変わる「時間」の概念新たな体験価値の提供へ

CASE② 株式会社タイミー

「今できること」の選択肢を広げ一人ひとりに価値ある時間を提供する

すぐ働きたい人と、すぐ人手が欲しい事業者をマッチングするサービスとして、2018年にスタートした「タイミー」。単発や短期の仕事を受け持つ「ギグワーカー」が新しい働き方として注目され、企業側の副業推進の流れも加速する中で支持を広げてきた。昨今のコロナ禍においても、「スキマ時間」を価値あるものに変えることを目指して事業の成長を図る同社の小川 嶺代表取締役に話を聞いた。

株式会社タイミー 代表取締役 小川 嶺氏

株式会社タイミー

代表取締役
小川 嶺

「スキマ時間」にすぐ働けるサービス

18歳の頃、尊敬していた祖父の最期に立ち会えなかったことが大きなきっかけとなり、起業を志すようになりました。それ以来、「時間は有限である」という思いを強く持ち、大学時代には、ファッション領域での起業も果たしました。その後、事業を畳み、単発のアルバイトを繰り返していた時期に、手続きの煩雑さなどの課題に直面した経験から、空いた時間にできる仕事を検索でき、応募から給与の受け取りまでをスマートフォンで完結できるスキマバイトサービスとして、「タイミー」を立ち上げました。

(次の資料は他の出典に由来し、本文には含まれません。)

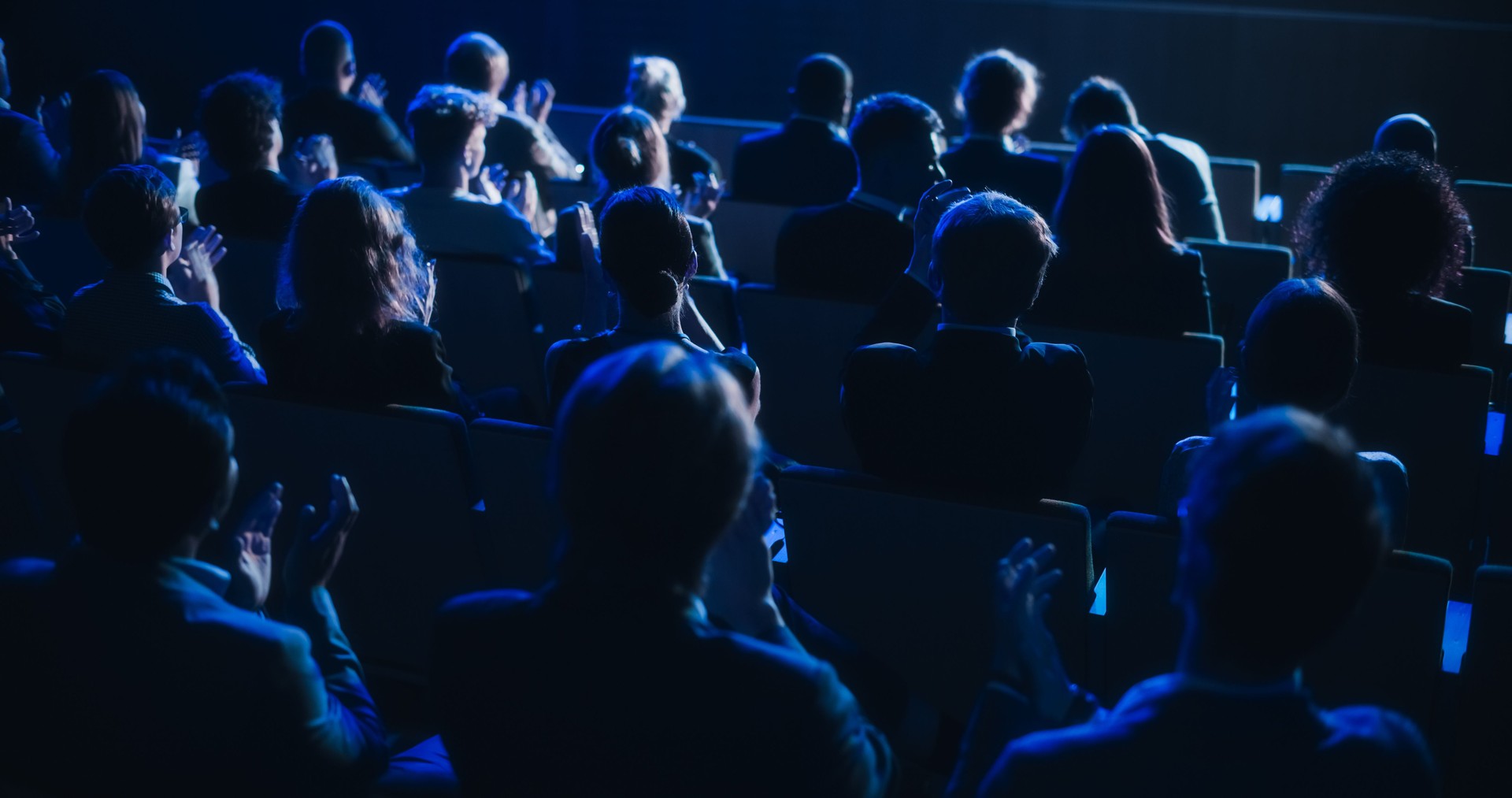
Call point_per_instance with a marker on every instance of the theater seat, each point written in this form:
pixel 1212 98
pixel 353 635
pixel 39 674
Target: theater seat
pixel 909 579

現在「タイミー」は、飲食や物流、小売、アパレル、ホテル、介護など幅広い領域の企業約18,000社に導入していただいています。登録ユーザー数はおよそ190万人に上り、昨今の副業解禁などの潮流を受け、学生からパート・アルバイト、正社員まで、年齡を問わず幅広い層の方たちにご利用いただけるようになりました。

仕事に「体験」を求めるユーザー

日本において、「スキマ時間」に働く人たちは、金銭的価値よりも体験価値を求める傾向があります。私は、「タイミー」のことを「大人版キッザニア」と呼んでいるのですが、さまざまな業界・業種の仕事が体験できることに価値を感じているユーザーは少なくありません。例えば、好きなアパレルショップで働くことで、それまで知らなかったブランドのこだわりなどに触れることができたり、人気の飲食店のまかないが食べられるということも一つの体験といえます。

「タイミ-」は、こうした時間の体験をユーザーに提供するプラットフォームであるとともに、企業側の正社員の残業時間を減らしたり、離職率を下げることにも貢献したいと考えています。そのため、正社員が取り組むべき業務と、「タイミー」側で請け負える業務の仕分け方などのアドバイスも行っています。

コロナ禍で高まる「時間」の価値

コロナ禍によって、飲食やアパレルなどの店舗で働くことが難しくなる一方、EC業務が増大したことから、主に物流分野への労働力の移動をサポートするため、倉庫やデリバリーに関するオンラインセミナーや研修会なども開催しています。また、これまで一つだった営業部を、物流や飲食、小売などの業種ごとに分け、各業界のニーズや課題に寄り添える体制に刷新しました。

一方、生活者においては、リモートワークなどによって生まれた余剰時間を、いかに価値あるものにするのかという意識が世代を問わず高まっています。「今、この時間にすること」をより多くの選択肢からチョイスできる状況が、一人ひとりの時間の価値を高めることにもつながるため、将来的には、仕事だけに限らず、習い事やボランティアなど、時間を有効活用するための選択肢を幅広く提案できるサービスにしていきたいと考えています。

さまざまな業種で「タイミー」の導入が進んでいる
伊藤忠商事グループでも、ファミリーマートをはじめさまざまな業種で「タイミー」の導入が進んでいる。
スキマバイトサービス「タイミー」
スキマバイトサービス「タイミー」。「働く」を通じて人生の可能性を広げるインフラをつくることを目指している。